Brier scores take into account both whether races were called correctly and the underlying confidence of the forecast.  The best outcome is to be 100 percent certain and correct (a Brier score of 0).  The worst outcome is to be 100 percent certain and incorrect (a Brier score of 1).  Lower scores are better.  Here are some preliminary estimates, excluding Louisiana but assuming Warner and Sullivan victories:

Forecaster Brier score
Daily Kos 0.024
Election Lab 0.027
538 0.032
PredictWise 0.032
Pollster 0.034
New York Times 0.035
Princeton Election Consortium 0.043
Note: Assumes Warner and Sullivan victories.
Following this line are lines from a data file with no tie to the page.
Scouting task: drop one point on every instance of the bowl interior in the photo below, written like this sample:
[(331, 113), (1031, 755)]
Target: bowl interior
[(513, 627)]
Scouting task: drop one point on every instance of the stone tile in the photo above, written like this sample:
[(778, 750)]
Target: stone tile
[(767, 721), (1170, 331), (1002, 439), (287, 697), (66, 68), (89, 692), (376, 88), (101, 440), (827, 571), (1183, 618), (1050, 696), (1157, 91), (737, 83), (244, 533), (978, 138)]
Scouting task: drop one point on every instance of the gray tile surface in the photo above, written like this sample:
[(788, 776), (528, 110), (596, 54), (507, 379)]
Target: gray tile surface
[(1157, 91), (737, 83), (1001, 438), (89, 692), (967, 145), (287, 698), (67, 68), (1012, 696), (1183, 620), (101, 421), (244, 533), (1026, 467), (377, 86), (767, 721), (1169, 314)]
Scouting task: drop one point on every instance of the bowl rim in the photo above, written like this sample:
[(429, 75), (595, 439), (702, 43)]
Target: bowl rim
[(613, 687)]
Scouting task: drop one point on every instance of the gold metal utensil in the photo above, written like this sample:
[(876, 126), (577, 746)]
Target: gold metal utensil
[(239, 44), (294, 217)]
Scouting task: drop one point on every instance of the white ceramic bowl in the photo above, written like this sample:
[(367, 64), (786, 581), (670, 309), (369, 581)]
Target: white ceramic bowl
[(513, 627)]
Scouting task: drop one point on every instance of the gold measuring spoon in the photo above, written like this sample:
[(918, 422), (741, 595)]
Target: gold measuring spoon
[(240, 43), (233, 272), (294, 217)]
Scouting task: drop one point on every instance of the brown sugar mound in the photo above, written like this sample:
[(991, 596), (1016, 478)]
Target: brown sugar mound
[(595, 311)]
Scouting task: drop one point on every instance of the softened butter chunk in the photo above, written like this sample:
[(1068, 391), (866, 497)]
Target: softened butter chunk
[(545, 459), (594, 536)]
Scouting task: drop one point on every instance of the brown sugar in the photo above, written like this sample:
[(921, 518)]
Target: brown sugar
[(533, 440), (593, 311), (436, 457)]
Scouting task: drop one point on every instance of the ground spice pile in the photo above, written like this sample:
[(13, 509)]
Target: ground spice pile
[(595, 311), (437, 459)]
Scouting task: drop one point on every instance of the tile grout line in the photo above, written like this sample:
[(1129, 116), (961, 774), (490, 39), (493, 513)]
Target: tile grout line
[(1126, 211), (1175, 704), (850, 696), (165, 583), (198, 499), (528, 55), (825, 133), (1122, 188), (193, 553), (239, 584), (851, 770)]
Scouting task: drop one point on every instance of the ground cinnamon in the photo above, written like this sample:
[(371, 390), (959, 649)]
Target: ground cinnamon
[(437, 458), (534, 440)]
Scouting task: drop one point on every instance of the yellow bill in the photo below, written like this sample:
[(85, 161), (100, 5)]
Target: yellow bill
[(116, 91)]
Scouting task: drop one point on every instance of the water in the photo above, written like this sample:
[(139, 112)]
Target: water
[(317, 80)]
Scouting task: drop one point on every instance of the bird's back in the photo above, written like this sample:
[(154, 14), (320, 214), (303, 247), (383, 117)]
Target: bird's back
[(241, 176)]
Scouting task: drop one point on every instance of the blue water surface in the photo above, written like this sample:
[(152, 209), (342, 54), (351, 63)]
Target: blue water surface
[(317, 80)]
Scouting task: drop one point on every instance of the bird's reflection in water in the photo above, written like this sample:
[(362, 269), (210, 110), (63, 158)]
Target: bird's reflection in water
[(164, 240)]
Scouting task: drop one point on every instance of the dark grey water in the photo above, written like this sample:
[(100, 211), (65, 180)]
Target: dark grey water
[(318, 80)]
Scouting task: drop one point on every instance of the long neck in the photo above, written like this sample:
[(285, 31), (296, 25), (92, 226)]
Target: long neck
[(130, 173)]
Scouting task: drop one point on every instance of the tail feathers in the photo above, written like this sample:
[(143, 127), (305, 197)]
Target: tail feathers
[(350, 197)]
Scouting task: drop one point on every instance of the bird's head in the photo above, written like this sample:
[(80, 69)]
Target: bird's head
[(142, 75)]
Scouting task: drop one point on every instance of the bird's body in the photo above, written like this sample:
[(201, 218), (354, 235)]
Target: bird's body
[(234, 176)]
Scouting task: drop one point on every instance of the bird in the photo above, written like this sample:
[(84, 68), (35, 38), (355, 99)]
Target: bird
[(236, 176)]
Does not include Louisiana.

Because the forecasts were calling most of the same winners, the differences here are mainly due to confidence.  The forecast with the lowest score was the Daily Kos, which was run by political scientist Drew Linzer.  The Election Lab forecast had the second lowest score.  One other way to compare these scores is this: the difference of a score of 2.5 and a score of 5 is about the difference between what our forecasting model has previously scored on Election Day vs. two weeks to go.

So, what did we get wrong? To be sure, Warner’s race was closer than we and most others expected.  It counts as a “correct” call but forecasts relying on fundamentals or polling averages did not see a tight race coming.

We also called the North Carolina Senate race incorrectly, as the map at top shows.  Our fundamentals model was always bullish on Hagan, and, although incorporating polling narrowed her advantage over Tillis, we still saw her as the likely winner.  In our final forecast, we have Tillis at 23 percent chance of winning — which, of course, is not the same as 0 percent.  Still, this was a race that our model didn’t fully anticipate.

Assuming Warner, Sullivan, and Cassidy wins, this will produce an 8-seat gain for the GOP.  The most likely scenario in our final forecast was a 7-seat gain (49 percent of simulations), although an 8-seat gain was certainly possible, too (28 percent).

This is just a first cut at evaluating our model.  There are other criteria we need to use (again, see Bialik’s nice piece).  Moreover, as we have noted, there is no way to determine from a single election whose model is “better.” We’ll also have more to say about the model’s performance in House races.

Most importantly, we’ll use the model to draw some broader lessons about the election itself.